Sterk neerwaarts bijgestelde minimumomzet

Rechtbank Utrecht 23 november 2011, LJN BU5842 (Kweekel tegen eiser)

Voor de liefhebben, rechtspraak.nl: Vernietiging franchiseovereenkomst op grond van dwaling ten aanzien van de juistheid van de door franchisegever verstrekte omzetprognose; afwijzing positief contractsbelang.

Op 1 oktober 2009 hebben partijen een franchiseovereenkomst gesloten, met daarin toestemming voor gebruik van het (niet-ingeschreven) merk KWEEKEL en het succesvolle systeem "dat zich toelegt op het verzorgen van training en advies voor particulieren, bedrijven en instellingen inclusief aanverwante diensten zoals coaching, begeleiding, interim management.".

In de reconventionele vordering wordt uitgebreid besproken dat het gaat om een omzetprognose die bij een juiste voorstelling van zaken een sterk neerwaarts bijgestelde minimumomzet. Dwaling ten aanzien van toekomstige omstandigheid is mogelijk in franchiseverhouding. De omzetprognose is in dit geval op ondeugdelijke wijze tot standgekomen en gedaagde had niet, of niet onder dezelfde voorwaarden de overeenkomst aangegaan..

4.5. Naar het oordeel van de rechtbank is van een dwaling ten aanzien van een uitsluitend toekomstige omstandigheid geen sprake voor zover de dwaling ziet op de door Kweekel aan [gedaagde] verstrekte omzetprognose. [gedaagde] beroept zich immers - ter onderbouwing van zijn beroep op dwaling - niet (uitsluitend) op het feit dat hij de verwachte omzet tijdens de contractsperiode niet heeft gehaald, maar op een bij het aangaan van de overeenkomst bestaande omstandigheid, namelijk dat de door Kweekel voorafgaande aan het sluiten verstrekte omzetprognose onjuist zou zijn. Daarmee is geen sprake van een dwaling ten aanzien van een uitsluitend toekomstige omstandigheid.

4.7. In het arrest van 25 januari 2002, NJ 2003,31 heeft de Hoge Raad expliciet bevestigd dat vernietiging op grond van dwaling ook mogelijk is bij een franchiseovereenkomst, indien de franchisenemer in dwaling is komen te verkeren als gevolg van fouten in een omzet- of winstprognose die door de franchisegever is verstrekt.

4.8. Een franchisegever is (volgens voormeld arrest) in zijn algemeenheid niet verplicht een omzet- of winstprognose aan de franchisenemer te verstrekken. Maar indien de franchisegever dat wel doet, dient deze prognose - volgens vaste jurisprudentie - te berusten op een deugdelijk (markt- en vestigingsplaats-)onderzoek.

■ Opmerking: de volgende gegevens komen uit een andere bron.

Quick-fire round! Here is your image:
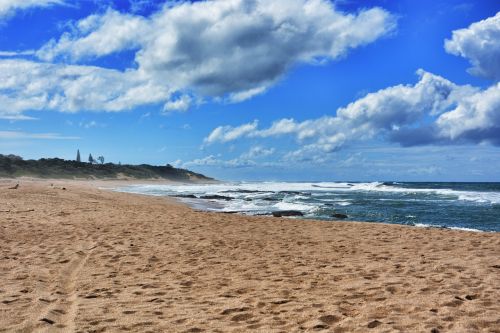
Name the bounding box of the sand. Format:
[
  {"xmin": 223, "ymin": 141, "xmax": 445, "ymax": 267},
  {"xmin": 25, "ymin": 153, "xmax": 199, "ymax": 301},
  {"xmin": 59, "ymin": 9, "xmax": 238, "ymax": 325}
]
[{"xmin": 0, "ymin": 180, "xmax": 500, "ymax": 332}]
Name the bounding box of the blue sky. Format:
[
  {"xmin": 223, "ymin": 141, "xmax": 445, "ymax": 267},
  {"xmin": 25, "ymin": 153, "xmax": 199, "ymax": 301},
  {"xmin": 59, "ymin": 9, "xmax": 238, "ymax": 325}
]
[{"xmin": 0, "ymin": 0, "xmax": 500, "ymax": 181}]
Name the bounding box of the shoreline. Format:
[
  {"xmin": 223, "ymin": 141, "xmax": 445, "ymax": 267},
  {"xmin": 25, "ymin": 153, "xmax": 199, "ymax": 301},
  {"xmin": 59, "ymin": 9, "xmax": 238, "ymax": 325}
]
[{"xmin": 0, "ymin": 180, "xmax": 500, "ymax": 332}]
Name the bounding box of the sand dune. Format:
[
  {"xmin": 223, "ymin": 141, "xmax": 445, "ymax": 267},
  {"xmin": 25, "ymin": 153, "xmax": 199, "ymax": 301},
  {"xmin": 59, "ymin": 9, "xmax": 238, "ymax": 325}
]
[{"xmin": 0, "ymin": 181, "xmax": 500, "ymax": 332}]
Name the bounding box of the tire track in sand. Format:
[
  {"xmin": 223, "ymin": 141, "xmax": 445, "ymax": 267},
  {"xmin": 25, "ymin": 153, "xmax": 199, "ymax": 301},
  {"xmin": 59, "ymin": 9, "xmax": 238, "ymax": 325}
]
[{"xmin": 16, "ymin": 241, "xmax": 97, "ymax": 332}]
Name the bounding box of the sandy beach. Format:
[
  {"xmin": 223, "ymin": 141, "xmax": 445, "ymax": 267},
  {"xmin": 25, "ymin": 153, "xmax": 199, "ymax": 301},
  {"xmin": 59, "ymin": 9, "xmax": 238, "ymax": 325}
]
[{"xmin": 0, "ymin": 180, "xmax": 500, "ymax": 333}]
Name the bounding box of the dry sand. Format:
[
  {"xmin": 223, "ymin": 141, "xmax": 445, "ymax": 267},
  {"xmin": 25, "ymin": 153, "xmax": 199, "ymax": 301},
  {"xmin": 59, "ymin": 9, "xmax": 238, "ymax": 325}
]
[{"xmin": 0, "ymin": 181, "xmax": 500, "ymax": 332}]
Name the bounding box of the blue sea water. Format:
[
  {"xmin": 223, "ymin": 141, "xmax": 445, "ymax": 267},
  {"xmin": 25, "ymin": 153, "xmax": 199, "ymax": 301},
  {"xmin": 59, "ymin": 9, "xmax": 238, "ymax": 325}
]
[{"xmin": 116, "ymin": 182, "xmax": 500, "ymax": 232}]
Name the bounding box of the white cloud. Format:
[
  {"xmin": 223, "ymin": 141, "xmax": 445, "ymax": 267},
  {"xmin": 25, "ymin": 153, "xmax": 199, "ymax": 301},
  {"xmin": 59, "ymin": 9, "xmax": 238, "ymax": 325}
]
[
  {"xmin": 182, "ymin": 155, "xmax": 257, "ymax": 168},
  {"xmin": 205, "ymin": 70, "xmax": 500, "ymax": 155},
  {"xmin": 436, "ymin": 83, "xmax": 500, "ymax": 145},
  {"xmin": 444, "ymin": 12, "xmax": 500, "ymax": 80},
  {"xmin": 240, "ymin": 146, "xmax": 275, "ymax": 159},
  {"xmin": 0, "ymin": 131, "xmax": 80, "ymax": 140},
  {"xmin": 0, "ymin": 0, "xmax": 65, "ymax": 20},
  {"xmin": 0, "ymin": 59, "xmax": 170, "ymax": 118},
  {"xmin": 14, "ymin": 0, "xmax": 396, "ymax": 117},
  {"xmin": 204, "ymin": 120, "xmax": 258, "ymax": 144},
  {"xmin": 163, "ymin": 95, "xmax": 192, "ymax": 111},
  {"xmin": 36, "ymin": 9, "xmax": 146, "ymax": 61}
]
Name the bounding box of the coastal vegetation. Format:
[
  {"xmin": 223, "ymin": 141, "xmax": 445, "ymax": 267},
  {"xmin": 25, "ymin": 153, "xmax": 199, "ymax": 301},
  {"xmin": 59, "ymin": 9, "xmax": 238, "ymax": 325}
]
[{"xmin": 0, "ymin": 154, "xmax": 212, "ymax": 181}]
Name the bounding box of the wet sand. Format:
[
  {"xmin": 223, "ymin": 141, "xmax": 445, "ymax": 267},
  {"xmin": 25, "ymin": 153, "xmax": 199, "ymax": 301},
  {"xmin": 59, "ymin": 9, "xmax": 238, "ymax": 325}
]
[{"xmin": 0, "ymin": 180, "xmax": 500, "ymax": 333}]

4.20. Gelet op het voorgaande moet er - als onvoldoende gemotiveerd betwist - van worden uitgegaan dat de door Kweekel aan [gedaagde] verstrekte omzetprognose op een ondeugdelijke wijze tot stand gekomen is.

4.22. De rechtbank acht aannemelijk dat [gedaagde] bij een juiste voorstelling van zaken, een sterk neerwaarts bijgestelde minimumomzet, de franchiseovereenkomst niet, of in ieder geval niet onder dezelfde voorwaarden (waaronder de hoge entreefee) zou hebben gesloten.

4.23. Het voorgaande leidt tot de conclusie dat de franchiseovereenkomst vernietigbaar is wegens dwaling. De reconventionele vordering tot vernietiging van de franchiseovereenkomst is dan ook toewijsbaar.